Finally, and there is no kind way to put this, George is a linguistic failure. To date, there are an estimated 3,000 Bushisms in publication throughout the United States alone. The man has become the patron saint of idiots.
But, we have no time to worry about this. As I said earlier, we have colossal problems on the way thanks to a few mammoth scientific miscalculations. We have been complaining, for years, about the touchy feely sloppy approach our public schools apply to math in this country. Well apparently, our astronomers and cosmologists haven’t been all that precise either.
As you probably know, Earth is part of the Milky Way Galaxy. The Andromeda Galaxy is our nearest neighbor at 2.2 light-years as the crow flies. We have known for some time, now, that these two galaxies are moving toward each other. None of these things, taken individually, is a big deal, not even the “moving toward each other” part. But, once we look at the arithmetic involved, the combined significance of these facts reveals devastating news. Thanks a lot Carl Sagan!
I’m sure that you all remember me telling you about Herb, the alien, a few months ago. Well, he’s back. This time, he brought his slide rule with him.
The Andromeda Galaxy, according to Herb’s calculations is only 2.189507641097 light-years from us instead of the 2.2 light-years so sloppily calculated by many of our public school educated scientists. It is also moving toward the Milky Way Galaxy at 152,100 MPH instead of 150,000 MPH reported by our brain-cell challenged (too much beer, perhaps) astronomers. Are you ready for more bad news?
Thanks to Newton, (the ancient scientist, not Newton the mouse from the old Willy the Worm Cartoon show of the mid to late ‘50s) the two galaxies are moving toward each other. And, since there are no opposing forces, the actual speed involved is a hauling-ass 304,200 MPH instead of a funereal 300,000 MPH as reported by our drool-generating science guys, all of whom it seems, graduated from Bert’s College of Cosmology and Shoe Repair.
That’s right; we are on a collision course with Andromeda and, worse, instead of the collision occurring sometime during the year 6897, it’s going to happen in 6848. The precise date, according to my calculations (I went to Catholic school), is July 6, 6848 at 10 A.M. Of course, I could be off by a plus or minus 30-minutes on the time.
I am not trying to panic you folks. I’m just interested in making sure that you all have enough advanced warning to take precautions. Personally, I’m on my way to the grocery store to stock up on coffee and toilet paper. Then I’m on to the liquor store to stock up on beer.
I have been trying desperately to contact Homeland Security, but it seems hopeless. George Bush is too busy “believing”. Dick Cheney is apparently listening, though.
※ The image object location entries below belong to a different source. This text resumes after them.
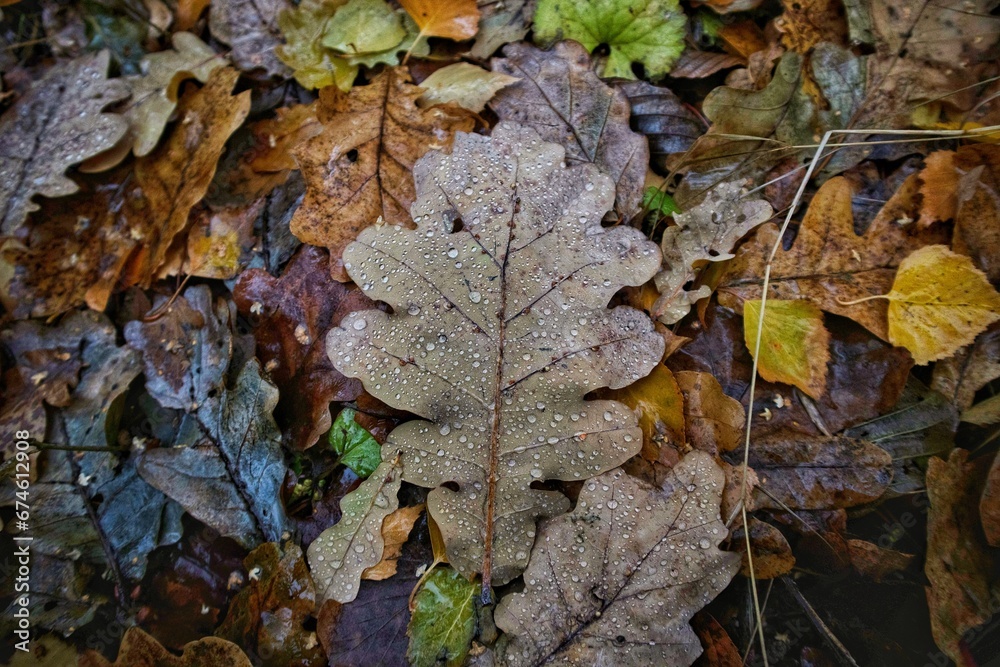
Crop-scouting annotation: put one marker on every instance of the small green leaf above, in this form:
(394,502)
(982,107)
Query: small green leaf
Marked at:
(355,447)
(650,32)
(444,620)
(654,199)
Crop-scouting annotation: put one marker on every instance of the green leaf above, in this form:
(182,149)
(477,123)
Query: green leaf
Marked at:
(363,27)
(649,32)
(655,199)
(355,447)
(443,621)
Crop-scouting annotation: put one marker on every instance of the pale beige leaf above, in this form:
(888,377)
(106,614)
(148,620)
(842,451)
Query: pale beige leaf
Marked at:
(498,331)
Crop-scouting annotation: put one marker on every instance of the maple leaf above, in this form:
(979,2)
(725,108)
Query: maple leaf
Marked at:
(829,263)
(600,577)
(561,98)
(57,123)
(646,32)
(939,302)
(498,331)
(358,168)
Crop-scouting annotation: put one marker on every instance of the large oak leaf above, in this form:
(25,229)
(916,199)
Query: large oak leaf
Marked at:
(499,329)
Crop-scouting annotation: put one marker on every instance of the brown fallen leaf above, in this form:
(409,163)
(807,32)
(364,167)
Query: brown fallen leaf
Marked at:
(828,263)
(561,98)
(58,123)
(291,316)
(358,169)
(959,565)
(139,649)
(395,532)
(802,472)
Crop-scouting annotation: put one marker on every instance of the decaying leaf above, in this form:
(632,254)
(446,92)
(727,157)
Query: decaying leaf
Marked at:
(602,578)
(794,345)
(645,32)
(339,556)
(566,103)
(139,649)
(291,317)
(829,263)
(809,473)
(250,28)
(265,618)
(443,620)
(705,233)
(464,84)
(962,588)
(939,302)
(358,169)
(498,331)
(58,123)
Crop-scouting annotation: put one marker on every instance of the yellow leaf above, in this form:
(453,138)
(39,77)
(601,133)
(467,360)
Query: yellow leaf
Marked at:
(452,19)
(939,303)
(794,343)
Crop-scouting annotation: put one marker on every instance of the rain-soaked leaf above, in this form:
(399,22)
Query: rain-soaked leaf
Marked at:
(649,33)
(234,483)
(565,102)
(465,345)
(266,617)
(464,84)
(443,621)
(250,28)
(340,555)
(353,446)
(810,473)
(291,316)
(358,169)
(139,649)
(58,123)
(939,302)
(705,233)
(794,345)
(601,578)
(829,263)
I just learned that Congress has awarded Halliburton a no-bid contract to clean things up in the event of some possible galactic collision activity.
In light of this, I can’t believe that we’ve all been cringing at the thought of Iran building nuclear weapons.
See you all next week. Of course, with the Milky Way/Andromeda impending collision date vacillating the way it has over the past couple of days, things could change. For God’s sake, I hope the grocery stores have the good sense to order extra shipments of toilet paper. The liquor stores should take heed, too. Don’t run out of beer!